Jenny’s bedroom door slammed, and I met her in the hall. She was clutching a pillow and blanket. “Is the skunk smell bad in your room too?” I asked.
“Yes,” she said. “I thought maybe it was worse in my room because the window was open, so I’m going to try sleeping downstairs.”
“It’s really bad in my room too,” I said.
“It’s really bad right here where I’m standing,” said Jenny. She ventured downstairs and found that the living room also reeked.
I lay in bed for a long time, unable to sleep. I put on perfume. I prayed God would help me sleep despite the smell. I tried imagining that I LIKED the smell of skunks. Eventually I drifted off, but all night long I kept waking up and smelling it.
…
I’ve rarely been so happy to leave for school at 7:15 am. “Clean, fresh air!” I exclaimed as we pulled out of the driveway. “Were you kept awake by the skunk smell last night?” I asked Ben.
“So a skunk did spray,” said Ben. “I wasn’t sure if that actually happened or if I dreamed it.”
“Man, I still smell it on me,” I said, sniffing my sweater.
“Really?” Ben asked.
“Yeah,” I said. “I have a pretty sensitive sense of smell.”
“I hear that pregnant women have extra sensitive senses of smell,” said Ben.
“…..but….I’m not pregnant….”
“I mean, if you ever are pregnant it will probably be really bad for you.”
“Oh.”
…
I was sort of paranoid that everyone at school could smell the skunk on me. I kept getting whiffs, especially when I opened my backpack.
Mom sent me a text: “I think the skunk sprayed into the intake vent of the furnace.”
That made sense. I told Ben this theory when we were driving home.
“That would explain why it wasn’t as bad in our room. We had our vents closed,” he said.
Then he added, “when I got to my first class, the guy behind me said, “phew! Why does it smell like skunk in here?”
We laughed.
…
When we got home, I walked in the back door while Ben went to get the paper. A wall of smell greeted me, and I dashed back outside.
“What do we do?” I asked Ben. I was seriously considering calling up my Aunt Bonnie and asking if I could go take a nap at her house.
“Is it really that bad?” Ben asked.
“Yes,” I said. “It didn’t seem so bad this morning because we’d gotten used to it during the night.”

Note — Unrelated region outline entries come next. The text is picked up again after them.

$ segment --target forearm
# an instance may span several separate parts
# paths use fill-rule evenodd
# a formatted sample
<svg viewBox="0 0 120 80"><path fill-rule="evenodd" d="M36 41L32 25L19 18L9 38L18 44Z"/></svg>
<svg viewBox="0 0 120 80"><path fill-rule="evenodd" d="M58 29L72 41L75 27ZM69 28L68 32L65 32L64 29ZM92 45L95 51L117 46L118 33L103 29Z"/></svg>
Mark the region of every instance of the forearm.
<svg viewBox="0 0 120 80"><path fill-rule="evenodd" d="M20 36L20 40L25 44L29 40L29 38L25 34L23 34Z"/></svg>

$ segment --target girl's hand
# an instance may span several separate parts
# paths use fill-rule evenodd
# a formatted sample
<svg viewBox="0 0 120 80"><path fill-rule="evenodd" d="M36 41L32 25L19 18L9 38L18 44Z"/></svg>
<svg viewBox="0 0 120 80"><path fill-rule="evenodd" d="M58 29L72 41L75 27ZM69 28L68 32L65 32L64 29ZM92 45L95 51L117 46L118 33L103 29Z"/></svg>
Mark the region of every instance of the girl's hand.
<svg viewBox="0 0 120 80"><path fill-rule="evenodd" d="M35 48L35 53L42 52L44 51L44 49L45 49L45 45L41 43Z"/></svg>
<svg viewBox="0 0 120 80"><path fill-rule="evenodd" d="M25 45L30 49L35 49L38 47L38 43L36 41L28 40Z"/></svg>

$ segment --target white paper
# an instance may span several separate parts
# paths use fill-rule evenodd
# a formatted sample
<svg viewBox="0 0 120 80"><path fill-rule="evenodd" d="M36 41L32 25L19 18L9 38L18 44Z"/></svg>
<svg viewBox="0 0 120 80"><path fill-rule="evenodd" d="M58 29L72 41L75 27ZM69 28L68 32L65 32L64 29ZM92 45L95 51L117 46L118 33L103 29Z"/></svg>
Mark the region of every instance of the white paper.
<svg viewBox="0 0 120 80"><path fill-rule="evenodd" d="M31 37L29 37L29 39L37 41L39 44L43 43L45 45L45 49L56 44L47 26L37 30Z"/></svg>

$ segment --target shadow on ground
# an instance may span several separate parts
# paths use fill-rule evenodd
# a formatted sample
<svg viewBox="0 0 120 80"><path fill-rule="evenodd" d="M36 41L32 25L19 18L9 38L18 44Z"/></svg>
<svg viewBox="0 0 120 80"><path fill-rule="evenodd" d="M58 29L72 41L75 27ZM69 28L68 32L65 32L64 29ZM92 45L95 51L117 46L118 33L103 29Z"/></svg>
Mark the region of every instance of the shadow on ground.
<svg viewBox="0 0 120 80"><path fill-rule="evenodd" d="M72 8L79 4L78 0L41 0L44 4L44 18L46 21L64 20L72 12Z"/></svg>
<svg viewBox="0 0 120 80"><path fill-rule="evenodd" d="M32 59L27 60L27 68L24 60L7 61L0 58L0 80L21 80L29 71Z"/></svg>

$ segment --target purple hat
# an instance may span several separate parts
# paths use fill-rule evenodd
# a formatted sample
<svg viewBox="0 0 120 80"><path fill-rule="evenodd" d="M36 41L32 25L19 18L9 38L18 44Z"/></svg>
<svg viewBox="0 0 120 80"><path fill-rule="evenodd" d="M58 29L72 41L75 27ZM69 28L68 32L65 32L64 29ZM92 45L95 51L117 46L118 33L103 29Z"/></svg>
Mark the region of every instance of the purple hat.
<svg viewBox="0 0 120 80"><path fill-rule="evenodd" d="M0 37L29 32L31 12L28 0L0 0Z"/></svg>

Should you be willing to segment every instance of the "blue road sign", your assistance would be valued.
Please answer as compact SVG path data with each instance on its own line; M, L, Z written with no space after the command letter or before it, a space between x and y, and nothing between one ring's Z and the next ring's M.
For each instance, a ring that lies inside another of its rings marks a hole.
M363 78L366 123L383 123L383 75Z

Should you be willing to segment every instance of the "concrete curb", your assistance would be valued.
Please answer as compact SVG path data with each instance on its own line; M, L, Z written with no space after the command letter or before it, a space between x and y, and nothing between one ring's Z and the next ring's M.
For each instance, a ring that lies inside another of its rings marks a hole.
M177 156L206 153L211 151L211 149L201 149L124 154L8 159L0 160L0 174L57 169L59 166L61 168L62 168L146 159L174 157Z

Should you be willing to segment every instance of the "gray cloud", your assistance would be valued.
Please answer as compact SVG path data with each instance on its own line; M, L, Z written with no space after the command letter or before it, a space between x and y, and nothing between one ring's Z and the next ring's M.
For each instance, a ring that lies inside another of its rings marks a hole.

He went in, and agreed with me that it was really, really bad. We went around opening all the available windows and doors. Ben went up to the attic to get fans. Incidentally the attic ladder was having issues, and one of the spring/hinge combos broke completely off.
Just another joyous event to add to our day.
Ben managed to balance on the wobbly ladder and find a fan. I turned on the bathroom fans and the fan above the stove, and febreezed the house. Then I went outside to eat my lunch in the fresh air.
Julie the cat climbed onto my lap, and I congenially petted her. But the smell. The skunk smell. It was here, again. I sniffed the cat. Phew!
I tried to get her to relinquish her seat on my lap, and she clawed me.
Poor thing.
…
Mom and Jenny returned from picking strawberries. “Wow it stinks! Did the skunk spray again?” they asked as they walked in the door.
“No, it just didn’t seem so bad this morning when you were used to it,” I said. “I think I know what happened. I think the cat was protecting her kittens…”
“I know what happened,” said Jenny, interrupting me. “The skunk sprayed all over that section of the porch…”
“Even reaching the intake vent of the furnace,” Mom added.
“and the cat reeked,” Jenny finished.
“Yeah, I smelled her,” I said.
“I’ve already washed her in peroxide three times,” said Mom.
“She keeps following us around, meowing, wanting us to get the smell off of her,” Jenny added.
…
Someone stopped at the store to get extra peroxide, and I mixed it with baking soda and dish soap and began scrubbing the yellow stains that spattered the vinyl siding of the porch.
Slowly but surely the smell receded. It’s at manageable levels now, no longer burning my throat. But if you hang around me this week and I smell like skunk, please forgive me.
Moral: If you have a problem with skunks eating your catfood, and with cats attacking said skunks, it may be best to keep the food well away from any intake vents.